The wikimedia wiki is used for documentation and discussion on the topic of
running a wiki, and on specifically running MediaWiki (the underlying software
that powers these sites).

Since this is an article about a topic relevant to running wikis, it's on the
meta wiki. It is unlikely to be notable enough to meet the criteria for being
included in Wikipedia; in order to avoid everyone creating their own personal
Wikipedia page or a Wikipedia page for their high school band or the like,
which can be very hard to ensure is high quality and accurate, Wikipedia has
notability and verifiability requirements. Something must be notable enough to
have been published by several existing reputable sources in order to meet
this guideline.

It's fairly likely that Cunningham's Law does not meet those criteria. But the
Wikimedia meta-wiki has less formal requirements, and its topic is explicitly
discussion about running wikis, so this winds up there.

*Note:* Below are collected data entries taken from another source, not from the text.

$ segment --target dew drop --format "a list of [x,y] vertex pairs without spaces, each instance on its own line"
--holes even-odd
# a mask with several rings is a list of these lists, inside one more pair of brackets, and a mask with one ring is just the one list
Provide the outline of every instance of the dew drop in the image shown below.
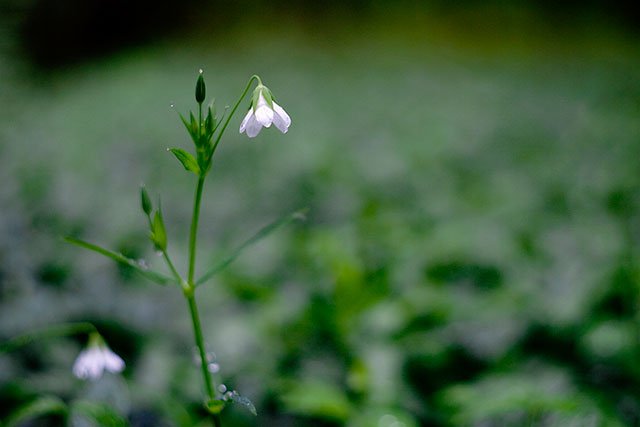
[[171,108],[175,108],[176,104],[174,102],[172,102],[171,104],[169,104],[169,107]]
[[218,391],[219,391],[220,393],[222,393],[222,394],[226,393],[226,392],[227,392],[227,386],[226,386],[226,385],[224,385],[224,384],[220,384],[220,385],[218,386]]
[[198,70],[198,72],[199,72],[200,74],[204,73],[204,71],[202,70],[202,68],[200,68],[200,69]]
[[148,270],[149,269],[149,265],[147,264],[147,261],[145,261],[143,259],[137,260],[136,264],[138,264],[138,267],[140,267],[143,270]]
[[209,370],[209,372],[211,372],[212,374],[215,374],[217,372],[220,372],[220,365],[217,363],[209,363],[207,365],[207,369]]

If you click on the logo, you can see this described straight from the source:
[https://meta.wikimedia.org/wiki/Main_Page](https://meta.wikimedia.org/wiki/Main_Page)

"Welcome to Meta-Wiki, the global community site for the Wikimedia projects
and the Wikimedia movement in general. Meta-Wiki's discussions range from
coordination and documentation to planning and analysis of future Wikimedia
activities."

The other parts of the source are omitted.